Am Wochenende startet die eingleisige ProA in die neue Saison. Von den 17 Mannschaften zählen die Experten gleich zwölf Teams zum Favoritenkreis auf den Titelgewinn.

Viele spannende Fragen

"Die deutsche ProA zähle ich nach der NBA in Nordamerika zu den zwölf, 13 stärksten Ligen in der Welt", blickt Panthers-Coach Alen Velcic voraus. Er ist sich sicher: Die 17 Mannschaften werden für ein sehr hohes Niveau sorgen. Und es gibt einige spannende Fragen? Können die beiden Erstliga-Absteiger Science City Jena und Bremerhaven gleich die großen Akzente in der Liga setzen? Werden die verstärkten Niners aus Chemnitz ihrer Rolle als einer der Top-Favoriten gerecht, schaffen sie im dritten Anlauf den Sprung in die deutsche Erstklassigkeit? Wie werden die umformierten Nürnberg Falcons auf ihren – aus wirtschaftlichen Gründen abgelehnten Aufstieg in die Bundesliga – nun in der neuen Spielzeit reagieren? Und welche Mannschaften hängen im Kampf um den Klassenerhalt mit drin? Für jede Menge Spannung ist gesorgt.

Chemnitz ist Etat-König

Die Niners Chemnitz weisen mit drei Millionen Euro den höchsten Etat in der ProA auf. Dahinter folgt Jena (2,5). Zum Vergleich: Die Panthers haben mit gut 500 000 Euro den zweitniedrigsten Haushalt der Liga. Ex-Bundestrainer in Jena Mit der Rückkehr von Point-Guard Chris Carter – zuletzt beim Bundesligisten Vechta – ist Chemnitz ein Transfercoup gelungen.

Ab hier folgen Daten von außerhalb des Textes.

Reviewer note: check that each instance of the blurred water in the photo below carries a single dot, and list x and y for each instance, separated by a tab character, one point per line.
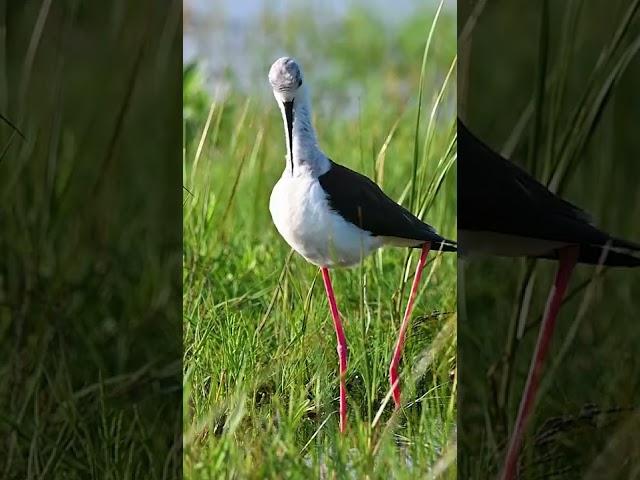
227	34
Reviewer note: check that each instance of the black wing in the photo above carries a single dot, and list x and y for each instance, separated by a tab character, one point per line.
361	202
498	196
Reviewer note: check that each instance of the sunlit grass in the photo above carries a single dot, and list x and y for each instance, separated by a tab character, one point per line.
260	381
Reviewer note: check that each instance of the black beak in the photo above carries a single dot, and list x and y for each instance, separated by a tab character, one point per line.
288	112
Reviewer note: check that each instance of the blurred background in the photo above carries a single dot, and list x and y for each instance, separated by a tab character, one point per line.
553	86
260	382
90	239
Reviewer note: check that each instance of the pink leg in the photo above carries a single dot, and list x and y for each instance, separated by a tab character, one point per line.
567	259
397	352
342	346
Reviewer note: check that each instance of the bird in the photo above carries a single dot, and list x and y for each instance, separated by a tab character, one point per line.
504	211
333	216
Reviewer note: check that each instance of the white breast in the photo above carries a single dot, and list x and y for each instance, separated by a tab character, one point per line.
302	215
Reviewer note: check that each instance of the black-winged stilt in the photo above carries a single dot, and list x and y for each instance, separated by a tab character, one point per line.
503	211
333	216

In Jena behielt man trotz des Abstiegs aus dem Oberhaus die Bundesliga-Strukturen bei. Mit dem früheren Bundestrainer Frank Menz (zuletzt Braunschweig) herrscht dort wieder eine große Aufbruchstimmung.

Bundesliga-Absteiger Bremerhaven legt wohl nun eher ein Übergangsjahr in der ProA ein, um sich finanziell wieder zu stabilisieren.

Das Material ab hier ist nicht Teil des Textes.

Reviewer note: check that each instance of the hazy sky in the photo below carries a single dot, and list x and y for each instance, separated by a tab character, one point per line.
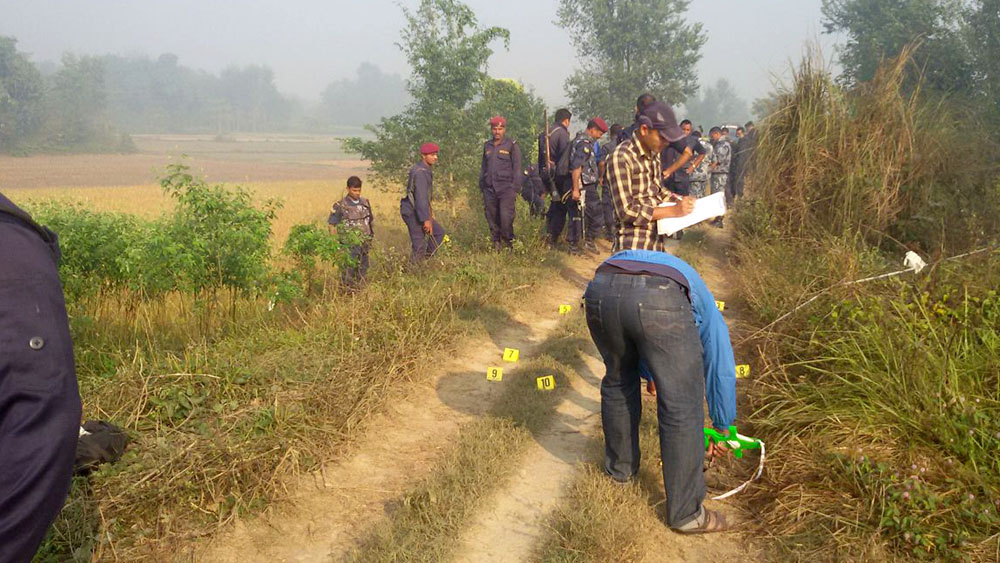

Als einer der Geheimfavoriten zählt das Team der Academics Heidelberg, das in der übernächsten Saison eine für 5000 Zuschauer ausgelegte Arena einweihen wird.

Neuzugang in Tübingen

Die Tigers Tübingen haben mit Douglas Spradley einen neuen Coach – und auf den plötzlichen Abgang von Juan Davis reagiert. Neu kam Power Forward Justin Strings vom kanadischen Erstligisten Kitchener Waterloo Titans. Erstes Saisonziel der Universitätsstädter sind die Play-offs. Doch diese Saisonmarke haben auch Teams aus der breiten Mitte – wie Karlsruhe, Hagen, Rostock, Kichheim, oder die Artland Dragons – vor Augen. Beim Schwenningens Mitaufsteiger Leverkusen steht der "Klassenerhalt" oben auf der Wunschliste.